19 “If he likes me why is he still online dating?”
This is one of those questions only “he” can answer. You could ask questions like “Do you want us to move toward being exclusive and dating only each other? Because I think I’d like to do that, if you are ready” or “Are you dating other people right now?”
It’s a vulnerable question, but one well worth asking. If it reassures you, Mr. Awkward & I met on OKCupid, and I know we were both winding down some old business/going on some dates we’d already scheduled with other people in the first weeks of our relationship. We liked each other a lot from the beginning but it took a little while for it to all click in.
20 “Is it healthy to stay in a relationship with your first boyfriend.”
I get this question in the mailbox A LOT.
I can only ask questions in response:
- Are you happy now?
- Are you excited about the future you are planning together?
- Are your daydreams about what your life could be like fulfilled within this partnership?
- Do you feel like you are living the life you want to live? Do you feel like that life is possible?
- If you want to change something about your life, is this person going to support you and roll through those changes with you?
- If you wanted to make a big change in your life do you feel like you could talk it through honestly with this person?
- Do you use language like “I feel suffocated,” “I feel trapped,” “I feel guilty” when you talk about the prospect of staying with him?
- Are you tempted to cheat on them or already cheating on them (a common thread in the letters in the mailbox)?
- What’s the worst thing that could possibly happen if y’all broke up? (Most likely answer: You’d both be sad for a while and then you’d be fine.)
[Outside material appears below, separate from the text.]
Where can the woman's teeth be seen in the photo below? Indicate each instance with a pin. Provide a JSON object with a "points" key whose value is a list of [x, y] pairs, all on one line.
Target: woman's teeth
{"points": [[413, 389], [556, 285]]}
Some people meet the right person/a right person for them really young and they grow and change together. Some people do not. I am in the second batch. I don’t know what’s right for you, only, make sure that staying with this person is a positive, active, happy choice for you and not just one made out of inertia and fear of being alone. Being alone can be so very liberating and great.
21 “What to say when you don’t want to hug.”
I tend to take a big, obvious step backwards and offer my hand to shake instead. See also: “No thanks, I’m not much of a hugger.”
22 “How to tell family I’m not coming home for the holidays this year.”
Send a nice card or note. “Family, I won’t be joining you for the holidays this year, but I’ll be thinking about you a lot! Love, ____.”
Greeting cards get made fun of a lot, but they are SO UNDERRATED as a medium for dealing with complicated/estranged-but-not-totally family or situations where you don’t really have words.
23 “Mindfuck of being a mistress for years.”
Sounds intense! It sounds like it should be a line from a poem, like:
“Her emotional accounts were well in arrears
From the mindfuck of being a mistress for years…”
Can we write this out as a group effort?